Notably, the airport infrastructure is also part of the marketing strategy. While hubs are marketed as “cities”, the landscape of low-cost airports is utilized as a flat, poster element. Since one cannot hide the size of the hangers they become ad surfaces in the consumerist warfare of late capitalist mechanism that gave rise to low-cost culture. (Figures 7)
Back-stage/front-stage
What we see with the rise of the Post-Fordist economy is the exacerbation of what Snyder and Wall describe as front stage/backstage paradigm of distribution, but also its dissemination into and diffusion within the landscape. That is the consequence of the proliferation of mass consumption culture that followed deregulation and enabled new strata of society to enjoy more consumption. The backstage landscape thrives on the local and regional scale. It is the off-center service point to the center stage urban landscape. In terms of air transit, it is the location of the smaller, peripheral airports that have been described as the bases for the low-cost operations. On the urban and regional level, the backstage/front-stage is equivalent to the division of low-cost landscape/ high-cost real-estate.
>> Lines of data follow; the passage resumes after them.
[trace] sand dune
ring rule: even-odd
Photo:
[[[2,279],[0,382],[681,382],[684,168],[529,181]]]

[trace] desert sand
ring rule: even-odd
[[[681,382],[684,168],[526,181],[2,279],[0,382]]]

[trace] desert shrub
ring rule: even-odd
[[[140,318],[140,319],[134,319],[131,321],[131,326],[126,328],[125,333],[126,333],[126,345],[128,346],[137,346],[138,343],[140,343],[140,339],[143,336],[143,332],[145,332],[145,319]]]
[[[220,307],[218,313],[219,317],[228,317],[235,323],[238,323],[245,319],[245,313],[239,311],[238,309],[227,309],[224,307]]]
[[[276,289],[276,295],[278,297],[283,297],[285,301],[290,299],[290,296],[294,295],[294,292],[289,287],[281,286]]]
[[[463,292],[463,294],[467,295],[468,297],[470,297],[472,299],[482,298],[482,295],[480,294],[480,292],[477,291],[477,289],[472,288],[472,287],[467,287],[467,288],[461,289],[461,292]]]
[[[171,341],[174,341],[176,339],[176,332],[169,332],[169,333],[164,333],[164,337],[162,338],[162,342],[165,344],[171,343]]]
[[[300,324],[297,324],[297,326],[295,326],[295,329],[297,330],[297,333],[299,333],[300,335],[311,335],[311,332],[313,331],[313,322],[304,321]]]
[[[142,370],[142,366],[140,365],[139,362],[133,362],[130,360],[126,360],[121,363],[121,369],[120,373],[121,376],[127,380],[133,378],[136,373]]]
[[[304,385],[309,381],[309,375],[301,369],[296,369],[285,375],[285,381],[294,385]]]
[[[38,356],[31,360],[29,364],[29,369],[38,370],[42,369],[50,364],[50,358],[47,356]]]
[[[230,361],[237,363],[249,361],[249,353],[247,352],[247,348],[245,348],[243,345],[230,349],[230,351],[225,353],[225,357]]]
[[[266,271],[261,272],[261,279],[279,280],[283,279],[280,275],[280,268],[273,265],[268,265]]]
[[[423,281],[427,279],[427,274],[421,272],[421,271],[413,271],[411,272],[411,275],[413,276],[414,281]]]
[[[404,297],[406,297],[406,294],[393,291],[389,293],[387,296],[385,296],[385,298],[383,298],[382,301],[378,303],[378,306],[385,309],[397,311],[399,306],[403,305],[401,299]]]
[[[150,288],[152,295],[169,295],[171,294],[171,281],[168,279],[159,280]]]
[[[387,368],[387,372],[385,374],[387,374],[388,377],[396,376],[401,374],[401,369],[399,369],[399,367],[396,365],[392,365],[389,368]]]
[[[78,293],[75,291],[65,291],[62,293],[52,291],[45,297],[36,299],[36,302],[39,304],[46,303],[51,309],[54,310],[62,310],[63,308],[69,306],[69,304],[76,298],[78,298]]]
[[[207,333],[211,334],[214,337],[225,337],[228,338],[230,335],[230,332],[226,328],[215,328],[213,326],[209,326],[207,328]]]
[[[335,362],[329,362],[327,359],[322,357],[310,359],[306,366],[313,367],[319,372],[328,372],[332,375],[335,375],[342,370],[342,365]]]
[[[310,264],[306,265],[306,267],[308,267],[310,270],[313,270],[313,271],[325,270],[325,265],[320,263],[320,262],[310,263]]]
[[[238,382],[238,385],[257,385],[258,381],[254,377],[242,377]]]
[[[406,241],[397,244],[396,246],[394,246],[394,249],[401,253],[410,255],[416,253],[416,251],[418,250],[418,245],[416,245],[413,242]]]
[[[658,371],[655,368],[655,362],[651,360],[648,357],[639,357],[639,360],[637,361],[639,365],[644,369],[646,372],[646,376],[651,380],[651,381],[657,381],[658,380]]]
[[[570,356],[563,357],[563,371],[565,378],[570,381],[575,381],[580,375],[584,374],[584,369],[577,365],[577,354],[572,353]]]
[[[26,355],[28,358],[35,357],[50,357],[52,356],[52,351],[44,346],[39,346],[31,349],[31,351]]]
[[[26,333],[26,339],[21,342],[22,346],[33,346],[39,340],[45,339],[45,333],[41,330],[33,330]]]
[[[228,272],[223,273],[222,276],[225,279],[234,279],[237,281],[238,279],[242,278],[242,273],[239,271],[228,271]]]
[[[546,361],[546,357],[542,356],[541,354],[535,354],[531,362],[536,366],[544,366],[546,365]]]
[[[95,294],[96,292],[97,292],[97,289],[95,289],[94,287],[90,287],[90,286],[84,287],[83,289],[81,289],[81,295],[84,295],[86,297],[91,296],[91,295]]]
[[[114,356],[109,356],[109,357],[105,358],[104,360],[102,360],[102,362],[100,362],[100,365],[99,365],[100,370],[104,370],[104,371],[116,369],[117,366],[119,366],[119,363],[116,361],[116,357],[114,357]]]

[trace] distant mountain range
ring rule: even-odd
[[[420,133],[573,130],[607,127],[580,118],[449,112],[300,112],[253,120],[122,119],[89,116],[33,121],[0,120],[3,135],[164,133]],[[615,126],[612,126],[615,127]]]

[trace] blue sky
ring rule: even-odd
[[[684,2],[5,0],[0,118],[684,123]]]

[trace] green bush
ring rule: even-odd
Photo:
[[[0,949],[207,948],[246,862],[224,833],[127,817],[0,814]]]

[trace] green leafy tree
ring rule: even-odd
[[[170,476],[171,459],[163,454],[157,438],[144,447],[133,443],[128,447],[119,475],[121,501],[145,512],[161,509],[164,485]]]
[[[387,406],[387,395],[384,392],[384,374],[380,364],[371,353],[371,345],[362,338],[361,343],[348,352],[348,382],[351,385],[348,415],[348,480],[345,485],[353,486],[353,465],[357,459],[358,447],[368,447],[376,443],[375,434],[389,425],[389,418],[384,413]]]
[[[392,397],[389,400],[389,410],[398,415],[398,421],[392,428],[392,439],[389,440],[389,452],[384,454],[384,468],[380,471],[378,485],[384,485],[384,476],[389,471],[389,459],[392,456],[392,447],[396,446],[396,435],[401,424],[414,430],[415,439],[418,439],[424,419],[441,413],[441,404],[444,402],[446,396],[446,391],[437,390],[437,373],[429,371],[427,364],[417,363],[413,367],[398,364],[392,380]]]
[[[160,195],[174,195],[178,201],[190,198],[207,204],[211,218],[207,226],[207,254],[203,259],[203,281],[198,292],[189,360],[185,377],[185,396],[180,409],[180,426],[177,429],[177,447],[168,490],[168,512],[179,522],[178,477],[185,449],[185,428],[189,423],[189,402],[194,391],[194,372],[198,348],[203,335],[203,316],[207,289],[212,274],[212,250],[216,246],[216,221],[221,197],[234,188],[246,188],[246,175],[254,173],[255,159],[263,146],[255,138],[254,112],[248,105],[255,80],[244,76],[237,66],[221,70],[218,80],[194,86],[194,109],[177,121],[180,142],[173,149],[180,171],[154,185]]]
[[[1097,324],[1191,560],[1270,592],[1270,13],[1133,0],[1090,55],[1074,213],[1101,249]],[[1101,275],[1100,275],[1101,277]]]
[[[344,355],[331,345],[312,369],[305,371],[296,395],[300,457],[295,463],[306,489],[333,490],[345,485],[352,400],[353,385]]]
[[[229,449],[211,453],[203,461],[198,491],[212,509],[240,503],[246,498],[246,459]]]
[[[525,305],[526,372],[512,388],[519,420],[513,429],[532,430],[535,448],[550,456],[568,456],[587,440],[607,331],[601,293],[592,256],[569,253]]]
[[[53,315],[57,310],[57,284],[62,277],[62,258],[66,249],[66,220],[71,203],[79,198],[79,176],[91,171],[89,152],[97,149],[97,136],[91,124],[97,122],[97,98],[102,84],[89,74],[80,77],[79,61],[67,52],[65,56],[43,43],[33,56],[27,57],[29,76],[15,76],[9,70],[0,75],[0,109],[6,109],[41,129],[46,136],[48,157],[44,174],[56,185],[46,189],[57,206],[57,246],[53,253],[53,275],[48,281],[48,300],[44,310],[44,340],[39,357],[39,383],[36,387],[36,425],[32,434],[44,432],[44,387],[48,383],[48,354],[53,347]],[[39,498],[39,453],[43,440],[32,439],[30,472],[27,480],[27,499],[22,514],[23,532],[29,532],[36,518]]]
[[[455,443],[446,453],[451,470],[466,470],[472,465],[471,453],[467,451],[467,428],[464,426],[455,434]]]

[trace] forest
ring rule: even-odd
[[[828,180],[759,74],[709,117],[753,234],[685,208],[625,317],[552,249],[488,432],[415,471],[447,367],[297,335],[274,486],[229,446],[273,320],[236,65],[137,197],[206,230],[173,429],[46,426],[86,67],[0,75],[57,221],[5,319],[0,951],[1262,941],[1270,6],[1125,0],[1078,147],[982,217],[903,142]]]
In Europe, however, this paradigm is actually in a process of being dissolved due to the proliferation of low-cost aviation. If one were to look at the destinations covered by Luton, as a case study of a low-cost point of exit, it is obvious that there is no differentiation between wealthier Western European locals and Eastern European destinations. Up until the 1990s, economic, cultural and spatial development in Europe was mainly focused in a region that stretches from the UK, through Western Germany, Northern Italy, France and down to Spain – what is referred to as the “Blue Banana”, that correlated to the volume of air traffic as well (Figure 8). What is being formed due to the new travel opportunities is a new “Blue Banana” – parallel and east to the original one (Figure 9). The borders of backstage and front stage are disappearing, and the constructed landscape that develops – the low cost cultural landscape – seems more and more similar all around. “Pluralism” in the late capitalist society eventually collapses cultural and spatial diversity towards entropy.
Iddo Ginat is an Israeli architect, and a Master in Design Studies Candidate at the Harvard Graduate School of Design. Robert de Miguel is a Spanish architect, and Master in Urban Design Candidate at the Harvard Graduate School of Design. The essay is based on a research from 2010 conducted in a collaboration with Julia Grinkrug, a PhD Candidate at the Technion, Israeli Institute of Technology.